Case #22-99-103-06 - 2% Daily Domicile Cap

 

By: Debora Sutor MEC Grievance Chair

 

Many of you will remember receiving an MEC Grievance update in which I explained AFA’s position regarding the above referenced MEC Grievance and asked for your help in providing examples of the alleged violation. Before I launch into the details of the arbitration decision, I’d like to take a moment to thank all of the line Flight Attendants who provided examples of the alleged violation and to those who agreed to testify during the arbitration hearing. Your assistance and your interest in the issues that affect our workplace is greatly appreciated.

 

This grievance challenged the Company’s method of calculating the 2% daily PO cap in each domicile as referenced in Section 10.M.1., of the Collective Bargaining Agreement. The Company’s position was that the overnighting leg, either back to base on the day following the actual date the PO was taken or the leg into an overnight prior to the actual date the PO was taken, will count as a PO for purposes of calculating the 2% cap.
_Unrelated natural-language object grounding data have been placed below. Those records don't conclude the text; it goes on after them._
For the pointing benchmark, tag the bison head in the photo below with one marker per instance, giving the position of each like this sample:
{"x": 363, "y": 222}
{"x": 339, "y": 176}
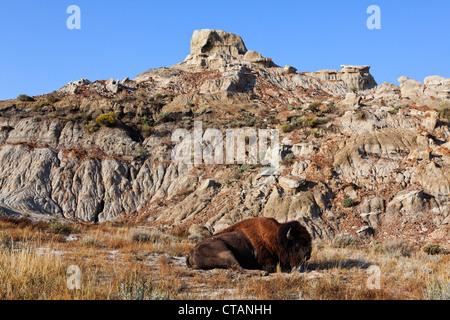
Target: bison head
{"x": 294, "y": 245}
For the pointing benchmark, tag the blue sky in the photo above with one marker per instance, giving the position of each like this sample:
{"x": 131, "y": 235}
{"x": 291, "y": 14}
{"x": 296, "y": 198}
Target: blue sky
{"x": 118, "y": 39}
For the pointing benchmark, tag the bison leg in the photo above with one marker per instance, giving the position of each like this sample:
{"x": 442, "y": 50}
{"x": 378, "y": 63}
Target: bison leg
{"x": 215, "y": 253}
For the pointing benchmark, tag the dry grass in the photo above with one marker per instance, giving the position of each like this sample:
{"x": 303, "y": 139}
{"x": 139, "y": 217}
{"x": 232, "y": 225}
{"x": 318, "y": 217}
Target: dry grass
{"x": 119, "y": 261}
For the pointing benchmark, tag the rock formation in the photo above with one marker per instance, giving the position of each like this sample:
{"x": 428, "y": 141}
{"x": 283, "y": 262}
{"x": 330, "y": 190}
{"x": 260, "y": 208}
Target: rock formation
{"x": 341, "y": 136}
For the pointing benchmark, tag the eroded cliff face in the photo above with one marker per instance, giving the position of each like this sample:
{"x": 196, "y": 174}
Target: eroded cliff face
{"x": 386, "y": 147}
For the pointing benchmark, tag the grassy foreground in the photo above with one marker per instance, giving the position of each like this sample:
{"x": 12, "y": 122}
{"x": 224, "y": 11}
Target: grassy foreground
{"x": 118, "y": 261}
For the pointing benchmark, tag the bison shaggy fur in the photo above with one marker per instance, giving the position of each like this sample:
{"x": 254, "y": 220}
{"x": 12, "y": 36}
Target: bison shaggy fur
{"x": 254, "y": 244}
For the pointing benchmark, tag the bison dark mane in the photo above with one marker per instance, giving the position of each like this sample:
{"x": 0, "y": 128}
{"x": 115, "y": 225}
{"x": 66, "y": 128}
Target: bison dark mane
{"x": 255, "y": 243}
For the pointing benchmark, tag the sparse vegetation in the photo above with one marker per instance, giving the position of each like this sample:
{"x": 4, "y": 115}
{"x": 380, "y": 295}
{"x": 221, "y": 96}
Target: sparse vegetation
{"x": 24, "y": 97}
{"x": 120, "y": 261}
{"x": 444, "y": 110}
{"x": 434, "y": 249}
{"x": 285, "y": 127}
{"x": 107, "y": 119}
{"x": 348, "y": 202}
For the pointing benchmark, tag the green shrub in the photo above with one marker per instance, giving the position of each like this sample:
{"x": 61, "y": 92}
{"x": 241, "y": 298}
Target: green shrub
{"x": 348, "y": 202}
{"x": 107, "y": 119}
{"x": 24, "y": 97}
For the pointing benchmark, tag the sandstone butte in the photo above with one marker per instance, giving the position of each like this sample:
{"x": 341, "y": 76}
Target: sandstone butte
{"x": 341, "y": 136}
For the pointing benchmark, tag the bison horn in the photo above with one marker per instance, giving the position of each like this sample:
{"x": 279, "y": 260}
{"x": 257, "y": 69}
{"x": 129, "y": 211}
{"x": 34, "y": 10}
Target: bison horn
{"x": 288, "y": 235}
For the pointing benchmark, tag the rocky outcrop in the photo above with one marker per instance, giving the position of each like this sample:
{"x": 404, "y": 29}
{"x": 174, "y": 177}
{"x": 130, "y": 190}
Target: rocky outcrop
{"x": 354, "y": 77}
{"x": 387, "y": 147}
{"x": 434, "y": 88}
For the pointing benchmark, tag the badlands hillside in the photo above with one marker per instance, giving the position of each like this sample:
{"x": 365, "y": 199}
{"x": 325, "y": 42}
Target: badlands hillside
{"x": 355, "y": 156}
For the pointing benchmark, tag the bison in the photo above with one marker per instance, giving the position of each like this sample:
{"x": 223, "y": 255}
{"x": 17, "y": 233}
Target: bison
{"x": 254, "y": 244}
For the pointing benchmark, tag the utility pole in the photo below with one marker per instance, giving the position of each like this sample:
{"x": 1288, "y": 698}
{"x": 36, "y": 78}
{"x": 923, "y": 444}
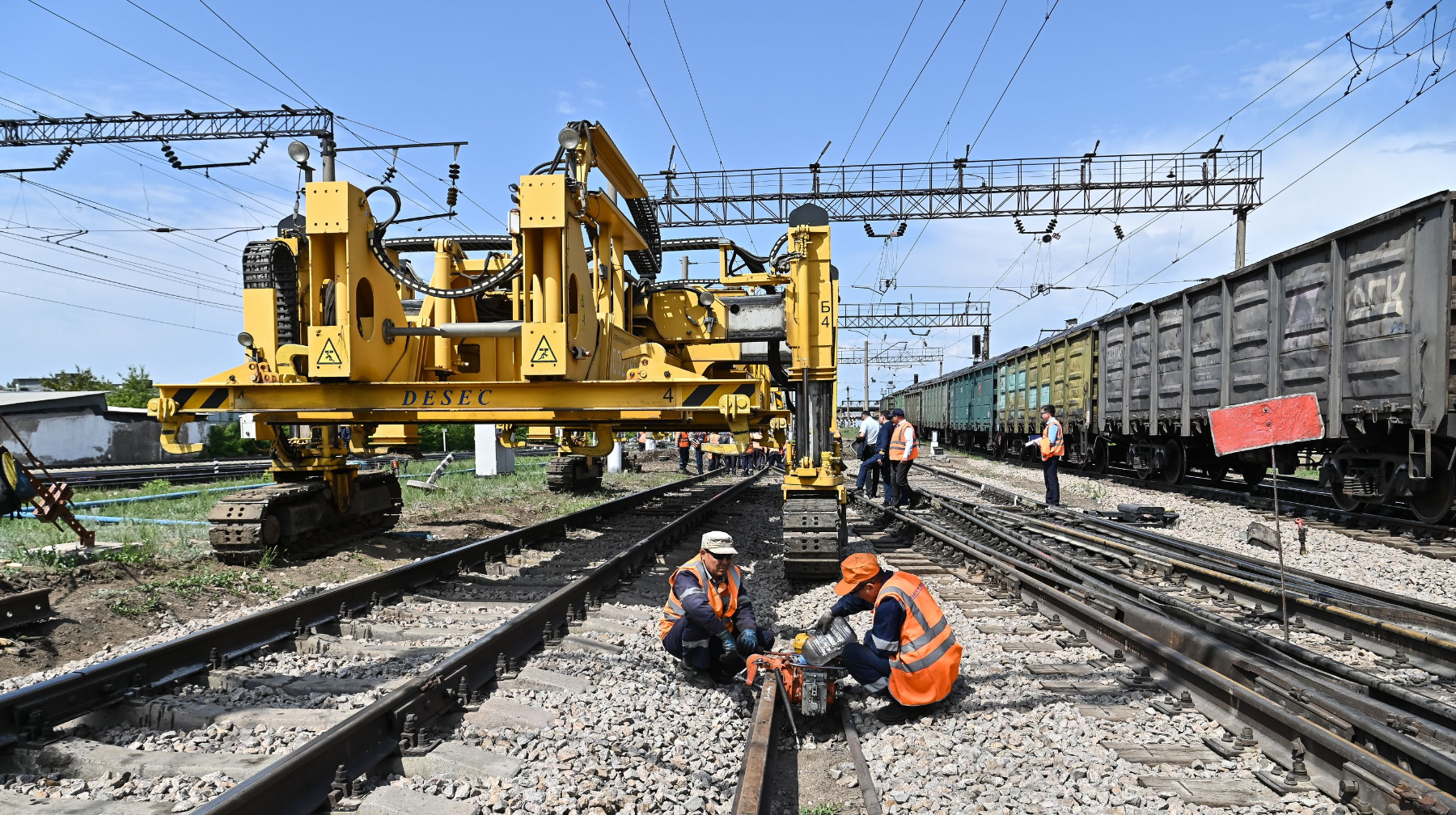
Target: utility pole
{"x": 866, "y": 374}
{"x": 1241, "y": 226}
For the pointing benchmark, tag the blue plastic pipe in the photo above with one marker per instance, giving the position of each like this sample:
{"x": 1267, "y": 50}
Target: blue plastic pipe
{"x": 105, "y": 501}
{"x": 159, "y": 522}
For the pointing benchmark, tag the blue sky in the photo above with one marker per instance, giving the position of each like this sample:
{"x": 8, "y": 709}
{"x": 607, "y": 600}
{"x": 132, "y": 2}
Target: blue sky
{"x": 775, "y": 82}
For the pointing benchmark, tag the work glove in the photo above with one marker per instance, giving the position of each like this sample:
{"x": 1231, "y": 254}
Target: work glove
{"x": 824, "y": 622}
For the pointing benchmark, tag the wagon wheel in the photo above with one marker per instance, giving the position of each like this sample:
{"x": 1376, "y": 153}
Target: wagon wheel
{"x": 1337, "y": 487}
{"x": 1175, "y": 465}
{"x": 1143, "y": 469}
{"x": 1433, "y": 504}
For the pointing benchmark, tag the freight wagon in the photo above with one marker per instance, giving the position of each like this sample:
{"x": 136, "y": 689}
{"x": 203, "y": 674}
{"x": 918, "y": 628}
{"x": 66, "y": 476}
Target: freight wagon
{"x": 1361, "y": 318}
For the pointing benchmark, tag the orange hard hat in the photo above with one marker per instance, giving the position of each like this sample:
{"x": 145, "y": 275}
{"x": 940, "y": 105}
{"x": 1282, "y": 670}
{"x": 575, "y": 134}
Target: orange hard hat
{"x": 857, "y": 569}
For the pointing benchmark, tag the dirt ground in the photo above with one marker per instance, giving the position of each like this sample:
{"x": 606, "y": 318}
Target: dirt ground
{"x": 108, "y": 603}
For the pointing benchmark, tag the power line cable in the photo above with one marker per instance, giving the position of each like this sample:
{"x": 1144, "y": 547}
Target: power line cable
{"x": 53, "y": 269}
{"x": 997, "y": 107}
{"x": 216, "y": 54}
{"x": 1302, "y": 176}
{"x": 893, "y": 57}
{"x": 261, "y": 54}
{"x": 129, "y": 53}
{"x": 655, "y": 101}
{"x": 916, "y": 80}
{"x": 107, "y": 312}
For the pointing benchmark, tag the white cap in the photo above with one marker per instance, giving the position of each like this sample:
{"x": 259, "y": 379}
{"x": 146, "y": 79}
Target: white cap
{"x": 718, "y": 543}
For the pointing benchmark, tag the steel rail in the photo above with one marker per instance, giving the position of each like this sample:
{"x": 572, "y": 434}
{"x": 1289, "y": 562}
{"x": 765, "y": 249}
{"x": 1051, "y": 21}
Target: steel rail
{"x": 1334, "y": 611}
{"x": 1215, "y": 674}
{"x": 1310, "y": 580}
{"x": 1441, "y": 713}
{"x": 34, "y": 711}
{"x": 755, "y": 791}
{"x": 300, "y": 782}
{"x": 1264, "y": 501}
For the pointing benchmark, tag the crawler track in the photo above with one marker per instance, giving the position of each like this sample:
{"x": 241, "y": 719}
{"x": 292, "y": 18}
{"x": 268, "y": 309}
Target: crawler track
{"x": 1200, "y": 625}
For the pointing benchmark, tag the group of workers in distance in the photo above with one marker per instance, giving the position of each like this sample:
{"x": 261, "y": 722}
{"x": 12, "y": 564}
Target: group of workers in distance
{"x": 887, "y": 444}
{"x": 691, "y": 444}
{"x": 909, "y": 655}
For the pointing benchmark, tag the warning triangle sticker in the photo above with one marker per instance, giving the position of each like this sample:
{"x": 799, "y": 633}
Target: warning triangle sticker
{"x": 329, "y": 356}
{"x": 544, "y": 353}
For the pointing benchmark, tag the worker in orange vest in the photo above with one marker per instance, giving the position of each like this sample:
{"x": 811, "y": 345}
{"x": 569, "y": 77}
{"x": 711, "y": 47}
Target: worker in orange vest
{"x": 708, "y": 619}
{"x": 904, "y": 449}
{"x": 684, "y": 446}
{"x": 910, "y": 654}
{"x": 1053, "y": 447}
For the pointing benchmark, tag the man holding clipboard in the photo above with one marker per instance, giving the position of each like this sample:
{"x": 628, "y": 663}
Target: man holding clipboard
{"x": 1052, "y": 450}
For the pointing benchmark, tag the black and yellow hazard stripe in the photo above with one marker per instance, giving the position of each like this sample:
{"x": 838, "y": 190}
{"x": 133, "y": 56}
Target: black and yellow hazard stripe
{"x": 200, "y": 398}
{"x": 711, "y": 393}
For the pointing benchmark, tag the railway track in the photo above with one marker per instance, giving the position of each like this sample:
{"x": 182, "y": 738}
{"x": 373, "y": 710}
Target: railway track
{"x": 1343, "y": 711}
{"x": 1297, "y": 496}
{"x": 360, "y": 683}
{"x": 188, "y": 472}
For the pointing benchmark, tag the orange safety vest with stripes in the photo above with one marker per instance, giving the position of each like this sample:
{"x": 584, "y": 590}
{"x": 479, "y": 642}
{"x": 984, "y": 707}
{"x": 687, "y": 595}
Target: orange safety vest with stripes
{"x": 897, "y": 443}
{"x": 929, "y": 658}
{"x": 1050, "y": 449}
{"x": 722, "y": 597}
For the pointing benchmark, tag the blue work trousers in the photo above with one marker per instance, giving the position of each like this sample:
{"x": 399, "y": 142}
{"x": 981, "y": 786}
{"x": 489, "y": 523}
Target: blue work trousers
{"x": 868, "y": 669}
{"x": 704, "y": 651}
{"x": 868, "y": 469}
{"x": 1048, "y": 473}
{"x": 888, "y": 473}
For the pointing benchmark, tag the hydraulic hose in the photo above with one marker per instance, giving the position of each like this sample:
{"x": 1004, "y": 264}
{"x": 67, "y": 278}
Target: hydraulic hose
{"x": 407, "y": 276}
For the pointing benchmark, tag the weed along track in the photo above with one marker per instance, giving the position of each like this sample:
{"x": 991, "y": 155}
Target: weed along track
{"x": 262, "y": 713}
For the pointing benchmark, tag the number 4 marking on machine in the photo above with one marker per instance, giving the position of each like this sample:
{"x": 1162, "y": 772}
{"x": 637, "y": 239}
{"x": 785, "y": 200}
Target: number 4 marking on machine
{"x": 544, "y": 353}
{"x": 329, "y": 356}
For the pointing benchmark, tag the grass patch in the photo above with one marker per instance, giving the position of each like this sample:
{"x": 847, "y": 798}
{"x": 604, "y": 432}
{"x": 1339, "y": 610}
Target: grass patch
{"x": 524, "y": 489}
{"x": 150, "y": 596}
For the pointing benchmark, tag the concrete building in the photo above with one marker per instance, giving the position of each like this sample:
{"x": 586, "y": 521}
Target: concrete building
{"x": 79, "y": 429}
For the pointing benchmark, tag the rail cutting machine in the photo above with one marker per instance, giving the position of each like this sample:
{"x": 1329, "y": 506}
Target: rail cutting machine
{"x": 545, "y": 327}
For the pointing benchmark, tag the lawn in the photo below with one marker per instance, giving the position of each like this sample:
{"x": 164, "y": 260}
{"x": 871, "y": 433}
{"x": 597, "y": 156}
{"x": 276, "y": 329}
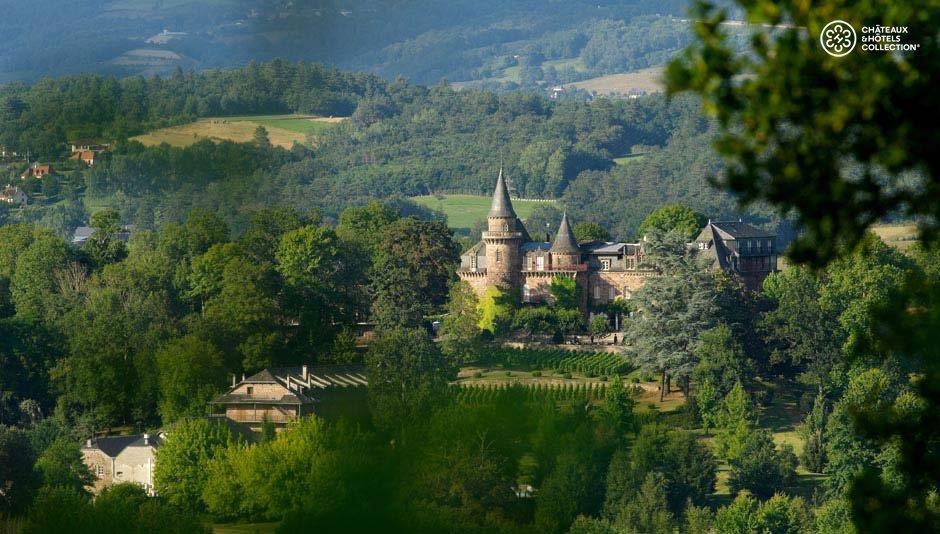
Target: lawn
{"x": 649, "y": 80}
{"x": 901, "y": 236}
{"x": 464, "y": 210}
{"x": 283, "y": 130}
{"x": 244, "y": 528}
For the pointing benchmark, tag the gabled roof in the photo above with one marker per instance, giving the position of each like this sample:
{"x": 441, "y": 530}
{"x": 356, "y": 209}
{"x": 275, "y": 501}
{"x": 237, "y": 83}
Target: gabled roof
{"x": 739, "y": 230}
{"x": 565, "y": 243}
{"x": 114, "y": 445}
{"x": 502, "y": 205}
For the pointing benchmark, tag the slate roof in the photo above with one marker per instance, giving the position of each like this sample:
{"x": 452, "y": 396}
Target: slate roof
{"x": 565, "y": 243}
{"x": 113, "y": 445}
{"x": 739, "y": 230}
{"x": 502, "y": 206}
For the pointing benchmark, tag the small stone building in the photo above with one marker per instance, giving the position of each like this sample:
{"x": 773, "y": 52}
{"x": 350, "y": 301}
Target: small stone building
{"x": 508, "y": 258}
{"x": 281, "y": 395}
{"x": 739, "y": 248}
{"x": 115, "y": 459}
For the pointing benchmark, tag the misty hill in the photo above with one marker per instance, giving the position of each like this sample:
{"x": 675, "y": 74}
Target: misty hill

For example a Flight Attendant who has a scheduled two-day trip, requests and then takes a PO for only one of those days, and for operational reasons is unable to fly the incidental of connecting legs of the second day, that Flight Attendant is charged for one PO which, but the Company for cap purposes, applies the cap on both days.

 

In this instance, the Flight Attendant would be charged with only one countable attendance occurrence towards her/his personal records, however it would count as two POs towards each day’s 2% daily cap for that respective domicile.

 

AFA did not agree with the Company’s position and once we learned of how they were applying the language of Section 10.M.1. and calculating the 2% daily cap, an MEC grievance was filed challenging their actions, on behalf of all American Eagle Flight Attendants. An arbitration hearing, in the dispute, was held by the System Board of Adjustment on March 7 & 8, 2007.  Written closing briefs were filed by AFA and Company attorneys on September 4, 2007.

 

The Arbitrator in this matter reasoned, the fact that incidental or connecting legs are not counted as separate occurrences for attendance purposes has no bearing on how the Company needs to deal with the effect of time actually taken off as a result of a PO.

 

He further reasoned that though Section 10.M.3 can be read in more than one way, in his view, given the context of the negotiations and the expression and understanding of the underlying concepts during those negotiations, its language supported the Company’s position. The provision is not directed at the effect a requested PO would have on the record of an individual Flight Attendant; that is governed by 10.M.8.

 

Finally, he reasoned, a Flight Attendant who cannot fly a leg beginning at the outstation, since she or he is not there, but on a PO, creates a scheduling gap that must be filled. When that absence is combined with the stated maximum of people system wide, the logic of counting the days against the cap is clear. If for example, 28 Flight Attendants had asked for a PO of one day, but could not work on the day before or the day after because, if they had, the start or end of the PO found them at an outstation, and 28 other Flight Attendants asked for a PO on either of those days, the number off would be 56; not 2%, but 4%.

 

For all of the above referenced reasons, the Arbitrator ruled that in his judgment, the Company’s position in this matter, was the correct one, that the contract had not been violated and the grievance was therefore, denied.